Hasan was motivated by RELIGIOUS ISSUES in his beliefs of Muslim fundamentalism.  On the other hand Breivik was a child of privilege and concerned about POLITICAL ISSUES which were fueled by his seething fury against his family.  He ranted on about a litany of things that were "wrong", including multi-culturalism and feminism and neo-Nazi issues.  Video games may have influenced him.  They didn't make him a killer, but they may have "trained" him to make the multiple kills.  


Jesus said we would know his followers by their fruit.  I cannot tell you Breivik's heart, but I can easily see his deeds do not match Christ.  I would call him neither a Christian nor a fundamentalist.


The media would have us believe that Christianity has splintered in two.  They see "regular believers" and "Christian fundamentalists".   Since I see myself as a Christian fundamentalist, I would beg to differ.

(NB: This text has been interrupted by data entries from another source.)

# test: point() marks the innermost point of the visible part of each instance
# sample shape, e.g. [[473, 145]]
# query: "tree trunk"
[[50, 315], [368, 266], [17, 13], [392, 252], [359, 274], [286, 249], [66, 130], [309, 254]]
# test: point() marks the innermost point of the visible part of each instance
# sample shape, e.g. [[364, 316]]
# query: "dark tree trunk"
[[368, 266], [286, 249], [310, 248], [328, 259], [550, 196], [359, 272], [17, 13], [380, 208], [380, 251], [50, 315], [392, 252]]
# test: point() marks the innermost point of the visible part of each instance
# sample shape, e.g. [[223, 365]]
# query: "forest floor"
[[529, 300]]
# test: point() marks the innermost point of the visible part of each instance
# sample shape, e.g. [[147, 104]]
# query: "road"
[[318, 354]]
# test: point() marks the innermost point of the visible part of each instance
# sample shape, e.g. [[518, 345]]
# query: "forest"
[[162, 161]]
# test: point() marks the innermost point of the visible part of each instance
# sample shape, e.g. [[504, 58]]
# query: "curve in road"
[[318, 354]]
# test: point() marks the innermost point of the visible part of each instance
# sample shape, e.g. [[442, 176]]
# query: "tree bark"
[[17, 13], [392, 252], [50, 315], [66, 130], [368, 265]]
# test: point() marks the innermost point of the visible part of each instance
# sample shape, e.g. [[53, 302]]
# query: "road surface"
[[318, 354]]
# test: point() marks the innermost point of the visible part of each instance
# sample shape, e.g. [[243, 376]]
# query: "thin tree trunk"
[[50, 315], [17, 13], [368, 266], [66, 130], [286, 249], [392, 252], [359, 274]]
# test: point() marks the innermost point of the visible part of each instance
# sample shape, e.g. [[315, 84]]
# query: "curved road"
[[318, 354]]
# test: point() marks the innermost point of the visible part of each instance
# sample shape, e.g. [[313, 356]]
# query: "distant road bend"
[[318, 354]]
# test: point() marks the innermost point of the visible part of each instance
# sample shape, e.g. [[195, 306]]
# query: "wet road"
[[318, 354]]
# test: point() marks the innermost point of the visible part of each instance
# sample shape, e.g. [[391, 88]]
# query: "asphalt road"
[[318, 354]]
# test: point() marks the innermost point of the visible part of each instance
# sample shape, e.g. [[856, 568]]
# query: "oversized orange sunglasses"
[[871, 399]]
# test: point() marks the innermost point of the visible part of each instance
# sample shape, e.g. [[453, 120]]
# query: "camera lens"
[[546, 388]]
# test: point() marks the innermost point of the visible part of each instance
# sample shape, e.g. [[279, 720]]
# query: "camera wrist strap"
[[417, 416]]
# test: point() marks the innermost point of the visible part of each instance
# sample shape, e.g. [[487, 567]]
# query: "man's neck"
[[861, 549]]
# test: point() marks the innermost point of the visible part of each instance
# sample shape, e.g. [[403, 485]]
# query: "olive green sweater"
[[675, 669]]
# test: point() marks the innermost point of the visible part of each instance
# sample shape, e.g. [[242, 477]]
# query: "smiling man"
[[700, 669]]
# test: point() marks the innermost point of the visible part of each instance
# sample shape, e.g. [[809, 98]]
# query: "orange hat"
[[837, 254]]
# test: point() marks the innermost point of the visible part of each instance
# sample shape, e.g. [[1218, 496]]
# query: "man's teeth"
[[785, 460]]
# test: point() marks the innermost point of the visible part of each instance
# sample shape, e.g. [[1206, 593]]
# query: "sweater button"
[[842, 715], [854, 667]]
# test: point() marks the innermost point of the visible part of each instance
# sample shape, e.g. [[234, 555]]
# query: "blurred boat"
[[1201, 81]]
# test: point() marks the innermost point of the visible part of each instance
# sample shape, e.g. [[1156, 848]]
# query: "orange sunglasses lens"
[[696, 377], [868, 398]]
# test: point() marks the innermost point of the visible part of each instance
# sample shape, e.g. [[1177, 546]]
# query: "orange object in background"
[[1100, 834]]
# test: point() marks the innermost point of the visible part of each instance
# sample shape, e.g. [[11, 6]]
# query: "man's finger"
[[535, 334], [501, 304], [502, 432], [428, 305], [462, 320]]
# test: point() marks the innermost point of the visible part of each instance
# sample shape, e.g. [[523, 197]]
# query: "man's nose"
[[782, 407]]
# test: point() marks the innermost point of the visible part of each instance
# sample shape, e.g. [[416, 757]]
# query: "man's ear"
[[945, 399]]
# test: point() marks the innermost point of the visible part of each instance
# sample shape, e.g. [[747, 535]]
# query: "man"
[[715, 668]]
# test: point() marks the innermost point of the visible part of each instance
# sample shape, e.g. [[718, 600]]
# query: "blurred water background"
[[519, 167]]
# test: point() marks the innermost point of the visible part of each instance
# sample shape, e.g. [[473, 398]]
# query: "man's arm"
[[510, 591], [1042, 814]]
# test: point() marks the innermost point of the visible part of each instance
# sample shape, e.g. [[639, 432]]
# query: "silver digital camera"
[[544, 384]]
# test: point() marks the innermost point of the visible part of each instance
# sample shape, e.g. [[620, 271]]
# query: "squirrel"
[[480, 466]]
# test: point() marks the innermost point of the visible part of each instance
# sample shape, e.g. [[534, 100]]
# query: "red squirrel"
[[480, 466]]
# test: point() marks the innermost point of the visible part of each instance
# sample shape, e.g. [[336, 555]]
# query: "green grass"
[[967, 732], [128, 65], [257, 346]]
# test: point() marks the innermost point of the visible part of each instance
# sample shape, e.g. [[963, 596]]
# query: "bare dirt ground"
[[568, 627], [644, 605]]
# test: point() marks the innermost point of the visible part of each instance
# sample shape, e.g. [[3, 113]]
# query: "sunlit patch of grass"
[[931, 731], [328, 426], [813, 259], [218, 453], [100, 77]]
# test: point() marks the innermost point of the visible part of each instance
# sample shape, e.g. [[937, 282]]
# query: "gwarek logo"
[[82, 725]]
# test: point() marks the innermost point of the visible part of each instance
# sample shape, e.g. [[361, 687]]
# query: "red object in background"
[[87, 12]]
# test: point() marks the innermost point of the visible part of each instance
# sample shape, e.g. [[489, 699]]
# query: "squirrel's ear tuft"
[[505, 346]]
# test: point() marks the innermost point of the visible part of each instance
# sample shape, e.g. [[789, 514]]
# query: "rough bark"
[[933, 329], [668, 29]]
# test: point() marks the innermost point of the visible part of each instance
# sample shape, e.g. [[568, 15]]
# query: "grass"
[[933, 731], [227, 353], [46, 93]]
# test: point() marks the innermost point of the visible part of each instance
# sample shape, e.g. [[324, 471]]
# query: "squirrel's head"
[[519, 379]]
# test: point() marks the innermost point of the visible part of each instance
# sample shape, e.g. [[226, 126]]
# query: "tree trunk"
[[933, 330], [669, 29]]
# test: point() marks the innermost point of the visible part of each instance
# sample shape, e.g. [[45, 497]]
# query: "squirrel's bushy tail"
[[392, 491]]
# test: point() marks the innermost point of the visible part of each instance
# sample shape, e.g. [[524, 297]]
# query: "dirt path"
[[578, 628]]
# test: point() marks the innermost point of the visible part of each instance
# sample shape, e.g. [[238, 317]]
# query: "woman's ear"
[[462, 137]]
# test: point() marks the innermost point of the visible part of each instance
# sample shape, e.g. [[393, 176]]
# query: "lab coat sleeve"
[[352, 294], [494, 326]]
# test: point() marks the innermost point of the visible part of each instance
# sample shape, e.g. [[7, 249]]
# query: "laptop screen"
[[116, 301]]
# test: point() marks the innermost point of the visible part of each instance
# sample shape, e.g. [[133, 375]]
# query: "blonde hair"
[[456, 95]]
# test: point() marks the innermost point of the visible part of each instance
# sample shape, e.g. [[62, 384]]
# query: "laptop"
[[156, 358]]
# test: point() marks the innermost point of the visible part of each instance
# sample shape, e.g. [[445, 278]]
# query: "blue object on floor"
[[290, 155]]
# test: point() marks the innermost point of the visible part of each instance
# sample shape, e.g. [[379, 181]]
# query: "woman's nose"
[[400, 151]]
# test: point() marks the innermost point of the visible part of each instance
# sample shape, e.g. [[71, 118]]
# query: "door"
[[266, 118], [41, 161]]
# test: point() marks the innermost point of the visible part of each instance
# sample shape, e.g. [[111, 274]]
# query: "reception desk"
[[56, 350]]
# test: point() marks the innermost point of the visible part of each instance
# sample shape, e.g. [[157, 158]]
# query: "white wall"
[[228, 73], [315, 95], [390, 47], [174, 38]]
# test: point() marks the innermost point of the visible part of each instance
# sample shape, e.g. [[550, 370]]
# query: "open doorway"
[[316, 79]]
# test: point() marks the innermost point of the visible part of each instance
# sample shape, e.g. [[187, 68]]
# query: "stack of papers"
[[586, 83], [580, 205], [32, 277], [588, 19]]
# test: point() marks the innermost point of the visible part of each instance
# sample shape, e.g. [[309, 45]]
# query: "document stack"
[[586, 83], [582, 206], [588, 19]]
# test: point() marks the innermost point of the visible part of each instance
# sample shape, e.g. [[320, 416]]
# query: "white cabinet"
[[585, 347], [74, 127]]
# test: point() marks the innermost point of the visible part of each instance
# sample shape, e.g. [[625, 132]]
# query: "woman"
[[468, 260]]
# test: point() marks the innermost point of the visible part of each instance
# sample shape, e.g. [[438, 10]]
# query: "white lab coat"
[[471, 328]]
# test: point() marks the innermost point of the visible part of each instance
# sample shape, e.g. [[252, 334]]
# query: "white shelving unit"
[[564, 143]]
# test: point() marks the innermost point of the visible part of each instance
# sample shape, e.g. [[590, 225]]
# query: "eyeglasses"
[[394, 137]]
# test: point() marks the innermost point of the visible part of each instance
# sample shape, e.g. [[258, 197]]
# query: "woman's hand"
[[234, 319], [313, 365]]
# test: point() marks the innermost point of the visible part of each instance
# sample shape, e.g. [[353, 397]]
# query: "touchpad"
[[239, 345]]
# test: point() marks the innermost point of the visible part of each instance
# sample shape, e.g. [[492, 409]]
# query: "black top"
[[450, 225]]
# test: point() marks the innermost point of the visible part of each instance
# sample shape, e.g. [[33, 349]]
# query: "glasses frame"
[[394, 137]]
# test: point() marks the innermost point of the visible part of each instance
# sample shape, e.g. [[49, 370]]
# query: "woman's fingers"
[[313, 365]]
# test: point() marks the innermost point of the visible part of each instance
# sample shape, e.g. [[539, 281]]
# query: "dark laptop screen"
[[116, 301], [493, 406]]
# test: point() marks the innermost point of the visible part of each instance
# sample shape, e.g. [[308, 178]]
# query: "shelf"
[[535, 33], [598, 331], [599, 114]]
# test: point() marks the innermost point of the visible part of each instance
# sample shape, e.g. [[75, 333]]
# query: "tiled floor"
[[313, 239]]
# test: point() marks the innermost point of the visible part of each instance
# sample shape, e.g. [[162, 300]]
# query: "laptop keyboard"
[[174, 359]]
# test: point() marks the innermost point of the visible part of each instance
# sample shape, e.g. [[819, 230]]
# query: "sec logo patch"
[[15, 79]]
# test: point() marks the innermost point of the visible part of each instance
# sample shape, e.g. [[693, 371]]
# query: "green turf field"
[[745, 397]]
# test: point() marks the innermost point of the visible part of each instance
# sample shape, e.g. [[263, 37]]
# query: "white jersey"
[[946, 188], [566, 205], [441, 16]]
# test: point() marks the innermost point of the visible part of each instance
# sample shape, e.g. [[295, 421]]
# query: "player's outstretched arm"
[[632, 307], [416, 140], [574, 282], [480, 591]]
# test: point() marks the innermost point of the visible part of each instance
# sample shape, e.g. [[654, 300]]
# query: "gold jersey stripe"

Fundamentalist believers adhere to the fundamentals of the faith (since 33AD) and truth as proclaimed in the Apostles Creed (which has been around since the 5th century). 


In some places around the world, Christianity has grown cold and church attendance has declined.  That is especially true in Europe.  Christ followers may look out of step in a pagan culture, but it is not Christians who moved.


Is Breivik in the looney fringe of conservative issues?  Yes.  Is he a looney on religious issues?  Yes.  He said he was a crusader for Christendom.  We don't have to have a psychology degree to know how weird that was.  Unbalanced folks are unbalanced in all areas, but if unbalanced in matters of Christ...they do two things:


 they profane Christ's name 
and 
  they make it hard for Christians

What about Breivik's hatred of Muslims?  


The same media who believe Christianity has splintered - also think Islam has splintered.  People see Muslims as either "regular believers" or "Muslim fundamentalists".  Al-Awlaki would be an example of an extreme, Sharia-promoting fundamentalist...and peace-loving Muslims would be the regular believers.  Are "peace-loving" Muslims and Muslim fundamentalists split?  THAT is the $64,000 question.


Consider the smirk on the shooter's face in this picture.  He seems content to be the center of the media attention.  


This poor man is deranged and is a right-wing extremist.  He has turned into the very people he purports to despise.


But is Breivik a Christian fundamentalist?  Shame on the New York Times for their lack of objective, responsible reporting.